Have you ever based a character on yourself?
I think in a way, a little part of me ends up in every character I write. Whether it's my use of sarcasm or the my view on certain things. I infuse myself into every character. However, I have not based any characters completely on myself. People don't want to read about one person over and over, they want new people and so I try to keep the characters unique and as unlike me as possible.

Do you have any pets?

I do, I have two cats. Miss Penne, who's a black, white and ginger cat and Miss Spaghetti (also called Hetti) who's a black and white cat. I named them both after types of pasta. It's a tradition that started with a kitten I was given when I was fifteen. My mum wanted me to call her something "different" and since my favourite dish at the time was Macaroni Cheese, she was called Macaroni, after her came Tagliatelle and now the two I have at the moment.

Why did you choose to write in the young adult genre?

When I started writing my first book, I was part of the young adult genre. I was nineteen and I felt it was easier to write for people my own age. Since then I have found that I prefer to write for young adults because you can get away with things like psychic powers and seeing ghosts.

Do you ever intend to write books for adults?

I have no plans to at the moment, but that's not to say that I won't ever write for adults. I read mostly adult crime fiction as well as some "chick lit" and romance, but I can't imagine myself being able to write stories that would appeal to older people. Having said that, I do know that there are some older readers of my books, but I don't see myself writing about Tara when she reaches her twenties.

Where do you get the ideas for your titles? 

Usually the same place that I get the ideas for the stories. They just come to me. Sometimes they arrive before the book idea does, other times they don't become clear until I've already started the book. 

Do you ever intend to release your books as paperbacks? 

I do, I am waiting on the new front covers from my graphic artist so that they can be released with the updated covers. Once that is done, she'll make them into a book format and the books currently released will come out as paperbacks too.

Do you play any musical instruments? 

I do, I play both the Ukulele and the Oboe. I actually sing in a band called "The Rocking Dodars". I write the songs and my band mates do the music and then I add a vocal track. 

What do you do to relax and have fun?

I read, I watch TV, I play online and I play Ukulele.

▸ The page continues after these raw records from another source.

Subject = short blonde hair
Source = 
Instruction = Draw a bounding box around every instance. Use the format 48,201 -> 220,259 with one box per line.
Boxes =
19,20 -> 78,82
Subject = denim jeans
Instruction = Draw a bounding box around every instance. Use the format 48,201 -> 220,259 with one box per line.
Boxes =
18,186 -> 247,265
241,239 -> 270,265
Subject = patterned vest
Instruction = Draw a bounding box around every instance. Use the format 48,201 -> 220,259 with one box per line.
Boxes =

I don't have as much spare time as I used to with university and such, but I try to have a few hours in the evening to unwind and do something fun.

If you could spend a day with anyone living or dead, who would it be and why?
If it had to be someone I knew personally, I was spend it with a friend of mine who died in 2008. her name was Lynn Gilderdale, but I knew her as Jessie Oliver. I would talk to her, catch up and just spend time being with her. If it was someone I didn't know then it would probably be someone like Harlan Coben or Sue Grafton who are both writers that I admire greatly.

What are you studying at uni?

I am a few days from starting my fifth and final year for a BA/BSc (Hons) in Health and Social Care.